The man has a following going back to his glory days as a player on Proviso East’s basketball team. He has a presence and a charisma as a coach that is valuable for a team where role models are hard to find. He seemed like a person a refocused school board could build on.

But then there were the allegations and the video allegedly showing that in his security staff role that he took a female student by the throat as he tried to break up a fight at the school.

He was bounced quickly and the lesson we were told was learned is that the poorly paid security staff needed a lot of training on how to intervene — and how not to intervene — in student fights. We agreed with that and, sadly agreed that Boyce had to go.

However, Boyce was never charged with a crime and, unknown to the public, some sort of arbitration process had been underway. That process concluded that Boyce should regain his job and the back pay lost since his dismissal.

At least that is what District 209 school board President Theresa Kelly is telling the Review along with the quote, “I feel like justice finally prevailed in Donnie Boyce’s case.” 

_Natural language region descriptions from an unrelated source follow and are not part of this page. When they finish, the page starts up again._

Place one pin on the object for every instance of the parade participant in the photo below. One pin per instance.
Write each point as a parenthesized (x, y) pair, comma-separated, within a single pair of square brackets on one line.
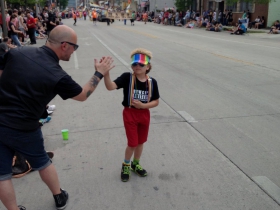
[(14, 32), (145, 17), (28, 92), (133, 16), (74, 18), (85, 14), (31, 28), (140, 94)]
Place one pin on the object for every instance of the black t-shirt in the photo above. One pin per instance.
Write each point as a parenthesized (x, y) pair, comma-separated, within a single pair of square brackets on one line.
[(140, 89), (10, 25), (31, 78), (3, 48)]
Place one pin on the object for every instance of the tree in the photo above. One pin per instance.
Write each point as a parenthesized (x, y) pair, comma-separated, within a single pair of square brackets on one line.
[(231, 2), (182, 5)]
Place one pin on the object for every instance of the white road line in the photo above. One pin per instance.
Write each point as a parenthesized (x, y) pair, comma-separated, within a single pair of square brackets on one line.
[(218, 38), (76, 60), (186, 116), (115, 54), (268, 186)]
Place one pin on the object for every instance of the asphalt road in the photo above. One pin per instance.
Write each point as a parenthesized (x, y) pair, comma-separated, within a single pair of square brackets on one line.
[(214, 138)]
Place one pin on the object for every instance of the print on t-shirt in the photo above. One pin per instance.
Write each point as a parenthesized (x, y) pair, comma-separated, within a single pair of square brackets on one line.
[(140, 95)]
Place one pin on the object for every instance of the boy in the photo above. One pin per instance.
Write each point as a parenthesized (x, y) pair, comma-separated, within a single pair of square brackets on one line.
[(140, 94)]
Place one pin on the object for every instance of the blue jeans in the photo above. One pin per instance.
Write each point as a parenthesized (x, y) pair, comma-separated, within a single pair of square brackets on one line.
[(15, 40), (28, 143)]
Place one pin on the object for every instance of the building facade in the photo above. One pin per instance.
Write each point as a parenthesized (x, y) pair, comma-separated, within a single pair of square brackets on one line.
[(154, 5)]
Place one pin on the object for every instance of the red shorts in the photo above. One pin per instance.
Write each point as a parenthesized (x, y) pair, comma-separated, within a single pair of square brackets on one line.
[(136, 123)]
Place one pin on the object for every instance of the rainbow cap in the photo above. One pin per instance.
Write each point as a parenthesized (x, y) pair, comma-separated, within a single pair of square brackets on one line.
[(140, 58)]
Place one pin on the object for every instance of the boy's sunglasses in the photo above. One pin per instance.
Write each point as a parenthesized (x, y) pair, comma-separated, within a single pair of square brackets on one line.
[(140, 64), (74, 45)]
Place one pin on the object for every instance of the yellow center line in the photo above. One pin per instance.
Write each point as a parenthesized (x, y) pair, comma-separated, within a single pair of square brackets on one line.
[(233, 59), (136, 32)]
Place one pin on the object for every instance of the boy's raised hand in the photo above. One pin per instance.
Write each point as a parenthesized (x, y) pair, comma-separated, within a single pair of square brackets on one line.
[(104, 65)]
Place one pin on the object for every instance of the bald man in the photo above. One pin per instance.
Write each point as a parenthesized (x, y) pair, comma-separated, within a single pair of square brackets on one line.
[(31, 78)]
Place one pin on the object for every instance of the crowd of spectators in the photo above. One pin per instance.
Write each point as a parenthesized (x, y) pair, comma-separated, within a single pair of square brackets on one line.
[(24, 27)]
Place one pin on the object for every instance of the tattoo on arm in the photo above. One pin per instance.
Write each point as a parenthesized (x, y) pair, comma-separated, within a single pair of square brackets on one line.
[(93, 84), (94, 81)]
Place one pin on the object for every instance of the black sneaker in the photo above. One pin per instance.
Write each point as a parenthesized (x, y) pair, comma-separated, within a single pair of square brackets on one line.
[(125, 172), (61, 199), (138, 169)]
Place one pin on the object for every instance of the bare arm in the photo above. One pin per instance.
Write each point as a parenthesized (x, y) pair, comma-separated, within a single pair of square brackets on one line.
[(103, 67), (108, 83)]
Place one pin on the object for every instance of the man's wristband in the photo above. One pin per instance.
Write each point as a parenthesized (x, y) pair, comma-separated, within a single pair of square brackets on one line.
[(98, 74)]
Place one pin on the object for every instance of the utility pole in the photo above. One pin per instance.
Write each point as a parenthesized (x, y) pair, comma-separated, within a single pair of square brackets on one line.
[(5, 31)]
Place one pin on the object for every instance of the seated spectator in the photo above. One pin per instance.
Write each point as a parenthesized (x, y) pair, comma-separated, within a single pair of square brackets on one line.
[(210, 27), (276, 25), (257, 20), (218, 27), (241, 29), (4, 47), (7, 42), (190, 24), (260, 24)]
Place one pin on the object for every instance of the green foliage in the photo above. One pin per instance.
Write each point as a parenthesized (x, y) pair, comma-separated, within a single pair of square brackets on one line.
[(231, 2), (183, 5)]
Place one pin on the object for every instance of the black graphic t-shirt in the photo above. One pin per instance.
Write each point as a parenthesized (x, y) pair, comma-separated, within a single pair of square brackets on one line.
[(141, 89)]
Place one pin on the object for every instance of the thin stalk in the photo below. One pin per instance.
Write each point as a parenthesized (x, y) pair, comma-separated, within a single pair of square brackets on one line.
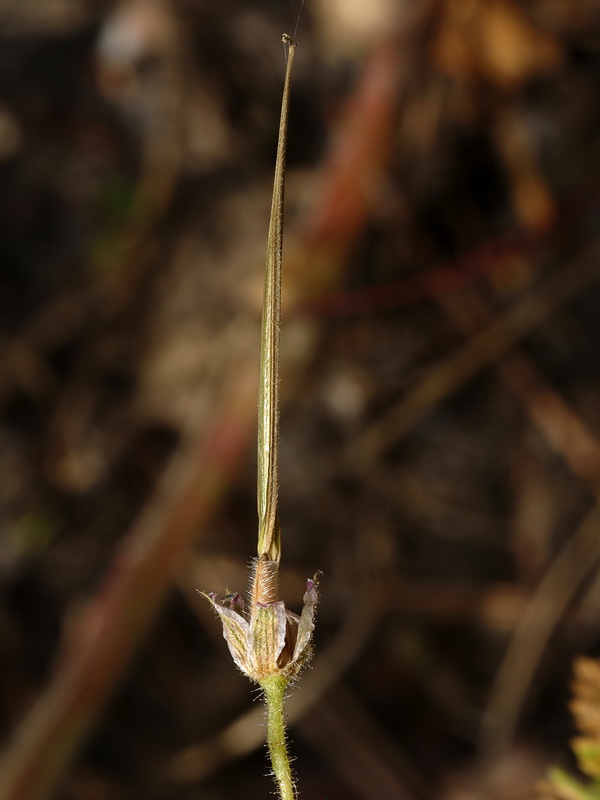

For its part, the district administration is totally closed mouthed. They neither confirm nor deny an arbitrator ruling, a rehiring date, the back pay. They just won’t say anything.

Strange and disconcerting on both sides.

Donnie Boyce as basketball coach is a fine thing. If actual headway is being made in professionalizing the security staff by training them in de-escalation techniques that is all good.

But on the how-to-make-a-decision front, this school district still needs help. 

To its credit

By now the two finalists for superintendent of the Proviso high schools will have come through town and met with staff, parents and students as the board comes down to its final choice.

We are strongly in favor of such transparency in a superintendent selection process. And District 209’s board gets considerable credit for choosing this open path. Most school districts make noise about transparency and then offer up gobbledy-gook on why it just can’t work in a superintendent search. 

So, D209 board, congratulations on this front, and hide the previous editorial from the finalists until one of them is under contract.